The rest of downtown Albany was a ghost town by 1980, and the city’s population dwindling, yet Lombardo’s remained a destination, even for those who’d moved to the suburbs. New comers to the city, many of whom had come to work in expanding State government, discovered Lombardo’s and fell in love.
By now Charley and Anna’s grandchildren, and even their great grandchildren, worked in the restaurant. Lombardo’s was, above all, about good food and family. But it was also, through decades a gathering place for local and state politicians. When you walked into the bar, you never knew what luminaries you would see. War stories were told, campaigns plotted and deals made. The fate of the city or state might hang in the balance over Lombardo’s veal and peppers.

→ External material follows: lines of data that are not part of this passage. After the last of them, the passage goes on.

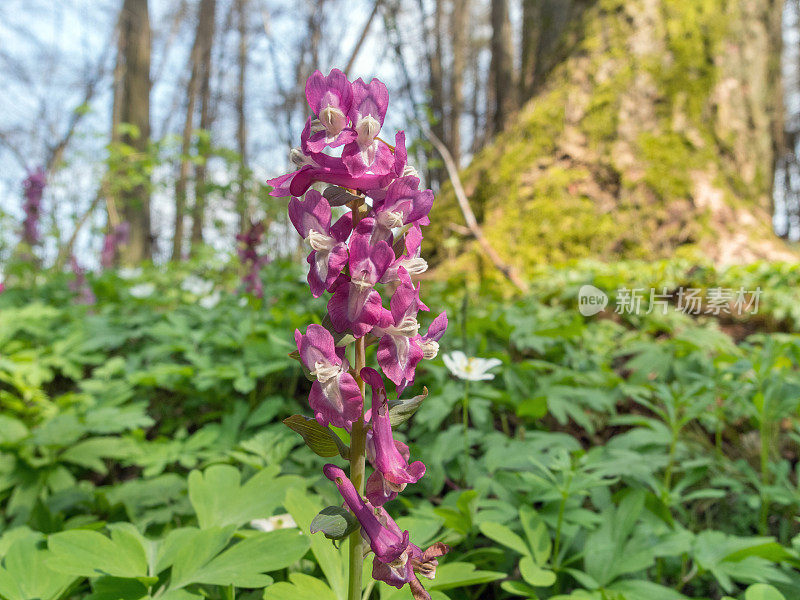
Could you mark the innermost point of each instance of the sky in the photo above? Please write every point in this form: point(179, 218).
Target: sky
point(49, 49)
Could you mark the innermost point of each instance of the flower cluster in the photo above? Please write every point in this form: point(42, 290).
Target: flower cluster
point(251, 259)
point(366, 260)
point(34, 189)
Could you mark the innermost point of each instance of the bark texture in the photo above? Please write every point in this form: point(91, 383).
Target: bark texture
point(502, 67)
point(132, 107)
point(206, 27)
point(652, 135)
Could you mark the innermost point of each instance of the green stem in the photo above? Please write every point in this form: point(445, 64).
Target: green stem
point(670, 466)
point(358, 442)
point(465, 421)
point(763, 521)
point(559, 524)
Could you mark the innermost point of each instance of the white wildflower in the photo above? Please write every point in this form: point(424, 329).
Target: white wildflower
point(197, 285)
point(128, 273)
point(143, 290)
point(470, 368)
point(210, 301)
point(284, 521)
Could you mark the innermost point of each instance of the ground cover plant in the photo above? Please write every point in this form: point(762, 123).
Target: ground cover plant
point(615, 456)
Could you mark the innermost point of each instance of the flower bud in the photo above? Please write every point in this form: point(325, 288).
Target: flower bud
point(367, 128)
point(333, 120)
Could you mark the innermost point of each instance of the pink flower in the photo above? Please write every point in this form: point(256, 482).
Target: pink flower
point(80, 286)
point(399, 350)
point(335, 396)
point(252, 260)
point(330, 98)
point(370, 101)
point(397, 561)
point(34, 189)
point(312, 219)
point(404, 204)
point(355, 305)
point(411, 260)
point(381, 448)
point(385, 540)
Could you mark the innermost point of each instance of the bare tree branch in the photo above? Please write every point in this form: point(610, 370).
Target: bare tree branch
point(469, 217)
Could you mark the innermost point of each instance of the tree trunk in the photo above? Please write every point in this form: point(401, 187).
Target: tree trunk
point(436, 82)
point(652, 131)
point(531, 31)
point(132, 106)
point(205, 27)
point(192, 92)
point(241, 123)
point(459, 20)
point(502, 67)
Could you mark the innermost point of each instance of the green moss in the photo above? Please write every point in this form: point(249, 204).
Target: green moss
point(539, 204)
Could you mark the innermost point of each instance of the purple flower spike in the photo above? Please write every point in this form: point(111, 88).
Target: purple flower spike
point(80, 286)
point(404, 203)
point(404, 570)
point(411, 261)
point(387, 542)
point(280, 185)
point(394, 467)
point(430, 341)
point(370, 102)
point(335, 396)
point(355, 305)
point(399, 351)
point(330, 98)
point(34, 189)
point(368, 262)
point(312, 219)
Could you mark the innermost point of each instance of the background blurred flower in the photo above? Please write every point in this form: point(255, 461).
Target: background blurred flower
point(470, 368)
point(143, 290)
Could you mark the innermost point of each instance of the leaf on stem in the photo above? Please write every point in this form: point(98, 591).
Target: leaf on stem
point(322, 441)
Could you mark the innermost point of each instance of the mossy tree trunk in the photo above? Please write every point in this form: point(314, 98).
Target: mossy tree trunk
point(132, 107)
point(652, 131)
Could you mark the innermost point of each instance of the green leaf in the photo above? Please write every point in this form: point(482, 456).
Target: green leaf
point(535, 407)
point(219, 499)
point(91, 554)
point(460, 574)
point(11, 430)
point(534, 574)
point(762, 591)
point(335, 522)
point(302, 587)
point(537, 534)
point(635, 589)
point(401, 411)
point(115, 588)
point(189, 552)
point(518, 588)
point(245, 563)
point(91, 452)
point(320, 439)
point(25, 573)
point(503, 535)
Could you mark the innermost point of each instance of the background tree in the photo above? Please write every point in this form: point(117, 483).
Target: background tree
point(132, 110)
point(652, 131)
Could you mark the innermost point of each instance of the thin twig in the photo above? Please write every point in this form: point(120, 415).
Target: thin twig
point(362, 37)
point(469, 217)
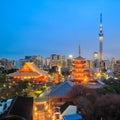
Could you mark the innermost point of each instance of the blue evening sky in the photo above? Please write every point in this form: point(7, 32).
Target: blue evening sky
point(44, 27)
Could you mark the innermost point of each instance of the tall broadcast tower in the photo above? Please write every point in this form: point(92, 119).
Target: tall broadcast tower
point(101, 44)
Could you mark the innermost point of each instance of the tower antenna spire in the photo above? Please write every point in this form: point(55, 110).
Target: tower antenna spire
point(101, 41)
point(100, 18)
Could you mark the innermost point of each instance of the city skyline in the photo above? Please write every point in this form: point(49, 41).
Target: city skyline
point(58, 27)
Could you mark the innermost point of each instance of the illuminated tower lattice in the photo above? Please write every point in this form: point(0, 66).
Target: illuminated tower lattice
point(101, 40)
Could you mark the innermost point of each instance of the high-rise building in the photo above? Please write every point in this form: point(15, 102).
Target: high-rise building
point(101, 41)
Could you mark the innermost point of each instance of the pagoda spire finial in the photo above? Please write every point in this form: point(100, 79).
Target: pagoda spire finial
point(79, 51)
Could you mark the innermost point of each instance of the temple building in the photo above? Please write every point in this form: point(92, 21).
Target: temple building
point(29, 71)
point(80, 72)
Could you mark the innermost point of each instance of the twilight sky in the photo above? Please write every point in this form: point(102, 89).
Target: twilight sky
point(44, 27)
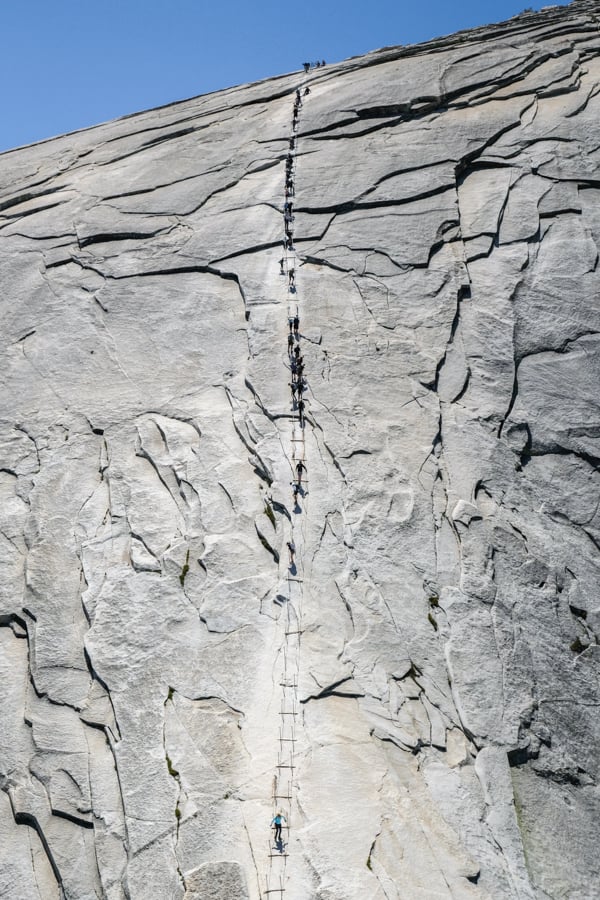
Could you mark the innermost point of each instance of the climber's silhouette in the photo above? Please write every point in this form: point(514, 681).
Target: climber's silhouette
point(278, 821)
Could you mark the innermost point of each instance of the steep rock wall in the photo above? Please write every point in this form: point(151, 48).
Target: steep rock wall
point(417, 691)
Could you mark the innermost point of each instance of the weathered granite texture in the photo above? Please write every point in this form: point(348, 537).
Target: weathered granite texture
point(447, 225)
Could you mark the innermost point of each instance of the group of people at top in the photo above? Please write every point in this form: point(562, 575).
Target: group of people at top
point(316, 65)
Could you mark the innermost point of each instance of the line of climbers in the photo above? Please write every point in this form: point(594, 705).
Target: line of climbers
point(283, 782)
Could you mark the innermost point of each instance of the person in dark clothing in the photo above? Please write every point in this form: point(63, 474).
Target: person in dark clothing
point(278, 821)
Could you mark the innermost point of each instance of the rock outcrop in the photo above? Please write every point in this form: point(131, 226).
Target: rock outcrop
point(416, 686)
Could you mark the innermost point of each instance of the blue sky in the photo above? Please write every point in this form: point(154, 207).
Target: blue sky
point(67, 64)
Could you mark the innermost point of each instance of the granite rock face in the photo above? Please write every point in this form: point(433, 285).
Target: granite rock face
point(416, 688)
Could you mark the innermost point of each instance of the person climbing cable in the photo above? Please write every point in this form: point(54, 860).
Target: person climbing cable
point(278, 821)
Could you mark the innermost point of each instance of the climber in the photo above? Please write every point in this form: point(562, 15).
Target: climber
point(277, 822)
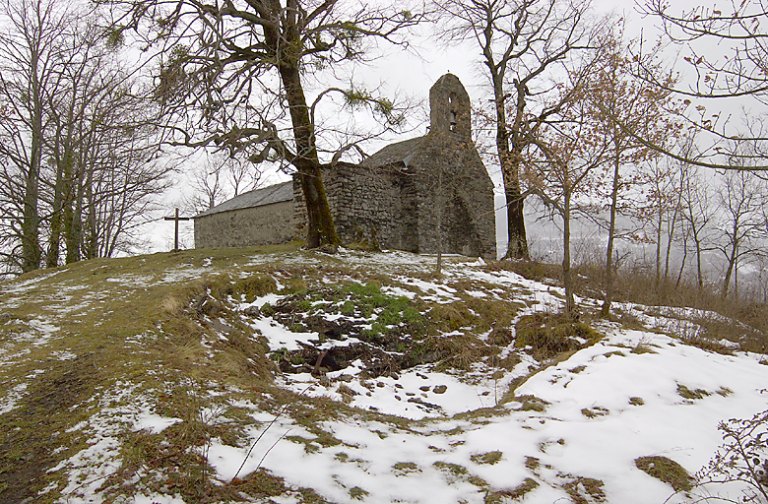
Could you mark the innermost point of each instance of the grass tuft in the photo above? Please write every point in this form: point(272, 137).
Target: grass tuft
point(666, 470)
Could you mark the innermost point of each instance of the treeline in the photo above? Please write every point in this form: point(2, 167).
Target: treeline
point(77, 141)
point(581, 117)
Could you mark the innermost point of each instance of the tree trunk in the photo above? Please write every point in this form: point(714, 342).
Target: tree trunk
point(570, 302)
point(30, 226)
point(605, 310)
point(321, 230)
point(509, 161)
point(728, 273)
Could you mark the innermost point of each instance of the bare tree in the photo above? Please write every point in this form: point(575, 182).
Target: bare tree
point(240, 76)
point(698, 213)
point(28, 67)
point(735, 69)
point(523, 44)
point(740, 200)
point(82, 148)
point(635, 105)
point(571, 149)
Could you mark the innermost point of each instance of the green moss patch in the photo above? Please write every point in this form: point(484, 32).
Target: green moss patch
point(548, 336)
point(691, 394)
point(666, 470)
point(585, 490)
point(491, 458)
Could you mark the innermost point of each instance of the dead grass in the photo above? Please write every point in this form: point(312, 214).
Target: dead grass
point(638, 286)
point(550, 335)
point(666, 470)
point(517, 493)
point(585, 490)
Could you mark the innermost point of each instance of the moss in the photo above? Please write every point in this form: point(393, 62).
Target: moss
point(450, 317)
point(666, 470)
point(454, 472)
point(594, 412)
point(549, 335)
point(531, 403)
point(358, 493)
point(532, 463)
point(490, 458)
point(689, 394)
point(517, 493)
point(641, 349)
point(585, 490)
point(406, 468)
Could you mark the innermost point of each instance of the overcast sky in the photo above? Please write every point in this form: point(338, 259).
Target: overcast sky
point(410, 75)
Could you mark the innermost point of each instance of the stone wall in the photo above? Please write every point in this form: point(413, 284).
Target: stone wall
point(365, 204)
point(264, 225)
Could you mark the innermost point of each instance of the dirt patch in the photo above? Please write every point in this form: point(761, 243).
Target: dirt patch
point(38, 425)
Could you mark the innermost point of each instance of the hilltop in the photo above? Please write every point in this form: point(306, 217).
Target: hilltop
point(280, 375)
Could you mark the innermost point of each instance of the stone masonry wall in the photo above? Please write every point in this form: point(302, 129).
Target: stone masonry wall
point(265, 225)
point(364, 202)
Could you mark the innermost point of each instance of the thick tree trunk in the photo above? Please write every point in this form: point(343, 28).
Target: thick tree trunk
point(321, 230)
point(605, 310)
point(570, 301)
point(509, 160)
point(518, 240)
point(31, 254)
point(728, 274)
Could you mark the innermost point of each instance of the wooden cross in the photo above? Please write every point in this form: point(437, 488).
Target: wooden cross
point(176, 220)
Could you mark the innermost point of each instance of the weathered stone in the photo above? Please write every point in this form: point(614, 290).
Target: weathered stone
point(422, 195)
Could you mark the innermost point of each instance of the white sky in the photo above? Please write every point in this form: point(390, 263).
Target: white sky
point(406, 75)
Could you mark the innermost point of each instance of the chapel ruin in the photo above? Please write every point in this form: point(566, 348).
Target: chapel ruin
point(411, 195)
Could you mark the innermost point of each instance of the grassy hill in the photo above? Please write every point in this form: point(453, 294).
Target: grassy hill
point(278, 375)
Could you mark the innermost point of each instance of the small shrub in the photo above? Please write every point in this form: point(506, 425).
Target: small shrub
point(743, 457)
point(666, 470)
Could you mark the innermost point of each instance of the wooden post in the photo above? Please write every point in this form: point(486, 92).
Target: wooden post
point(176, 220)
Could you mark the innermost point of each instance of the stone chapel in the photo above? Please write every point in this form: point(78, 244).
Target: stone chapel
point(411, 195)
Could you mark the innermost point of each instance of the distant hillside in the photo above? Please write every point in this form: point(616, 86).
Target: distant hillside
point(284, 376)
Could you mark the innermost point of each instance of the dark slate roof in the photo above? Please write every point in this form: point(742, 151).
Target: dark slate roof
point(259, 197)
point(400, 152)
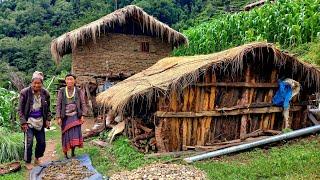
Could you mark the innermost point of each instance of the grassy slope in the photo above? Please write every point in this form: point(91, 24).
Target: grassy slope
point(297, 159)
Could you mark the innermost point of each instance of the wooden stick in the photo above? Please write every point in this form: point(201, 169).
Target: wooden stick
point(239, 84)
point(245, 100)
point(185, 122)
point(214, 113)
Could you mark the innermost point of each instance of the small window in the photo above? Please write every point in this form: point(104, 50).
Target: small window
point(145, 47)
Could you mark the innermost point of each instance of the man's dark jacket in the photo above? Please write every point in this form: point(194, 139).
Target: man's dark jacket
point(26, 102)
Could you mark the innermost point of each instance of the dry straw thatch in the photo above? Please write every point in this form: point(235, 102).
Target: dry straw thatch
point(69, 41)
point(178, 72)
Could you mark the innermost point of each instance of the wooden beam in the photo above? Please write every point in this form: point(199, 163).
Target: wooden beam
point(234, 112)
point(239, 84)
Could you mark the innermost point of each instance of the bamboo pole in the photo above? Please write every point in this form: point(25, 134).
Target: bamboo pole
point(196, 123)
point(205, 124)
point(185, 120)
point(211, 107)
point(245, 100)
point(190, 120)
point(174, 122)
point(268, 121)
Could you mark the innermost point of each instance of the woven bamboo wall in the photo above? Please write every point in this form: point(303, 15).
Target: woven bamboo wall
point(224, 106)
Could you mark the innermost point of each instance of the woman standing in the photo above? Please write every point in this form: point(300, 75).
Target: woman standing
point(70, 110)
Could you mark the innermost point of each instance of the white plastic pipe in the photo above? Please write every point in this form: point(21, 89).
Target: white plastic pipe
point(268, 140)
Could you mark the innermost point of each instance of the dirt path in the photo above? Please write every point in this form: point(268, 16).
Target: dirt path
point(50, 154)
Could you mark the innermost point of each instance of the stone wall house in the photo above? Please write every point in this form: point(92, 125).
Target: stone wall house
point(117, 45)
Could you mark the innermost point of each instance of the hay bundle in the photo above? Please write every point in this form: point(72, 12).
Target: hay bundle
point(176, 73)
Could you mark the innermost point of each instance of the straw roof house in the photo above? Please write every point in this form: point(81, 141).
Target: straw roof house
point(198, 100)
point(125, 41)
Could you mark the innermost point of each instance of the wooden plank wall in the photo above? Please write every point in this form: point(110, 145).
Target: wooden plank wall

Finally in 1991 the intertwined families sold the restaurant to the Rose-Marie and Paul Mancino. (Paul knew the restaurant from his childhood.) Except for some updating of the menu, and a renovation of the banquet room it didn’t change. (And it became a family affair when their son Anthony joined the staff.)
Despite the sale, Bill Lombardo remained in the apartment over the restaurant and you could often find him in the bar. (He was a great story teller and loved the ponies.) Bill passed away in December 2016, the last of Anna and Charley’s children.
The Mancino’s had been trying to sell the restaurant for the past 7 years. In 2017 Rose-Marie passed away; Paul decided to close the restaurant.
The end of an era.
*For more on Albany during Prohibition we recommend Wicked Albany: Lawlessness and Liquor in the Prohibition Era, Frankie Bailey and Alice Green, The History Press, 2009.